On July 15, draft legislation addressing voluntary medical sterilization was unveiled for public discussion. A number of its provisions were deemed highly problematic, particularly by human rights defenders.
Voluntary or Mandatory For Some?
The first clause of the draft defines voluntary medical sterilization as “surgical intervention used as a permanent method of contraception and is performed only on a voluntary basis, with the informed consent of an adult individual (spouses).”

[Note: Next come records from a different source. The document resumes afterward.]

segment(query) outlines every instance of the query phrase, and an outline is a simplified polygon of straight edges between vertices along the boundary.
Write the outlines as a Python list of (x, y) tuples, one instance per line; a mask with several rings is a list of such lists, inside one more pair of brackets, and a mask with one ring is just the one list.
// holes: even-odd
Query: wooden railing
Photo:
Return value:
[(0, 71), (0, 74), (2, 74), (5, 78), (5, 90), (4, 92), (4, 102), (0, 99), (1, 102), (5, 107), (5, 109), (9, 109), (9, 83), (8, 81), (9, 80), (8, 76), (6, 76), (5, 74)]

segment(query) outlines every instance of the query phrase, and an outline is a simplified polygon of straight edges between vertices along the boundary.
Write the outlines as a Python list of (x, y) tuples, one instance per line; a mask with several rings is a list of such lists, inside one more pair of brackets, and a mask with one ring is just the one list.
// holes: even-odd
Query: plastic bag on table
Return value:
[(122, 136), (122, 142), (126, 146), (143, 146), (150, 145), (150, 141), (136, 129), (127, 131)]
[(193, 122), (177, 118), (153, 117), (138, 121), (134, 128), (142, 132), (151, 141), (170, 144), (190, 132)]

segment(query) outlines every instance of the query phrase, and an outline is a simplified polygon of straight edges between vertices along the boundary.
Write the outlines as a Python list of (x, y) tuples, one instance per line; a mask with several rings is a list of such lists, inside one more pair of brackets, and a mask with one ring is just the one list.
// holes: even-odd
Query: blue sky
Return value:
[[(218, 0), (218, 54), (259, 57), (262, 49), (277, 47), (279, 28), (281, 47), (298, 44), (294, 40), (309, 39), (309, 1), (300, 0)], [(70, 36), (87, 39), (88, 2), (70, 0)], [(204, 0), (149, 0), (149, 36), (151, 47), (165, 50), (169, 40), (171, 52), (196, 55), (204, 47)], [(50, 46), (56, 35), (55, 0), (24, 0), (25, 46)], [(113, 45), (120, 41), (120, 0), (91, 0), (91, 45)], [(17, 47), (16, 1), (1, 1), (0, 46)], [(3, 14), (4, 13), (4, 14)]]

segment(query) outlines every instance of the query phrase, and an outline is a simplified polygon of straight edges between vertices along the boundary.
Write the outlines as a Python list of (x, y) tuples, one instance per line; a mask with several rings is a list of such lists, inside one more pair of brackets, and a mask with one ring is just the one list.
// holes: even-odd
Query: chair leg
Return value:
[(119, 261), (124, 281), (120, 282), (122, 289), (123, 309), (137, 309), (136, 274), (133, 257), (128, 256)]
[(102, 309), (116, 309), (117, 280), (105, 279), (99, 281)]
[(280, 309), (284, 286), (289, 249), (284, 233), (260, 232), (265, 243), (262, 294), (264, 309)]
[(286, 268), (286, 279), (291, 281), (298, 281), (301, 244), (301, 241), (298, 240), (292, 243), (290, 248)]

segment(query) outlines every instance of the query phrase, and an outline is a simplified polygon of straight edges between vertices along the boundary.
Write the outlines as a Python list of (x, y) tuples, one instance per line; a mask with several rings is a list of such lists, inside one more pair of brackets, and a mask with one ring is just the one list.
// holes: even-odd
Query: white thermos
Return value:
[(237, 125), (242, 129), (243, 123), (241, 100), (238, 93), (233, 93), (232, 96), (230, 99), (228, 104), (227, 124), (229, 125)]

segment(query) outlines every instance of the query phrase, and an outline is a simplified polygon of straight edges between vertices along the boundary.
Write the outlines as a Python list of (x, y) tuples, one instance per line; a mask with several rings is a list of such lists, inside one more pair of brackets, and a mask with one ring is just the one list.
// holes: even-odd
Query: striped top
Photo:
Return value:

The same clause also states that the procedure can be done based on an individual’s wish or on medical advice with the individual’s informed consent, and “the medically indicated sterilization of persons recognized by the court as incapacitated or with limied legal capacity––by the court’s decision.”
The current law says that people recognized by the court as incapacitated (persons with psychosocial disabilities) or with limited legal capacity (persons with addictions) are not subject to medical sterilization.
In other words, the decision to sterilize a person determined to be incapacitated or with limited legal capacity is made by the court, even as the Constitution and other legal norms stipulate that a person’s informed consent is mandatory.
For example, Article 9 of the Law on Reproductive Health and Reproductive Rights stipulates that voluntary medical sterilization in medical facilities is only performed on adults with their informed consent.
Who Is Incapacitated or With Limited Legal Capacity?
Article 31 of the Civil Code says that a person may be declared incapacitated by a court as a result of a mental health disorder, or when they are unable to understand the meaning of or control their actions. A guardianship is established and transactions on behalf of a person declared incapacitated are handled by their guardian.
Article 32 of the same Code says that the legal capacity of a person may be restricted by a court if they put their family in a difficult financial situation because of alcohol or drug abuse or gambling. A trusteeship is assigned for such persons.
A person declared incapacitated can only make minor household transactions on their own. Other transactions such as receiving and spending their salary or pension can be made only with the consent of their guardian.
“How can a person not consent to their own sterilization? In our country, a person with a mental disability can be deprived of legal rights but having a mental disability does not imply that the person does not understand the significance of such a medical intervention,” says Mikael Khachatryan, a specialist on Health Law.
Khachatryan emphasizes that the person’s informed consent is the minimum and most important condition for sterilization to be considered voluntary. According to him, the court can act as an additional guarantor in this process, assuring that a person truly understands the nature of the intervention and its consequences, regardless of whether they are deemed incapacitated or capable.
Mushegh Hovsepyan, co-founder and president of Disability Rights Agenda NGO, cites another problem. A person declared incapacitated may only appeal to the court in one case: in restoring their legal capacity.
Article 2 of the Civil Procedure Code stipulates that minors and persons recognized as incapacitated or with limited legal capacity can go to court independently only in cases provided for by the Code. Yet this is possible only when they want to be declared capable and to have the restrictions on their legal capacity removed.
“In other words, even in the case of sterilization, only the guardian has the authority to appeal to the court, not the individual. So it turns out that a person can be sterilized at the guardian’s request, and the guardian is not obligated to respect the person’s wishes,” says Hovsepyan.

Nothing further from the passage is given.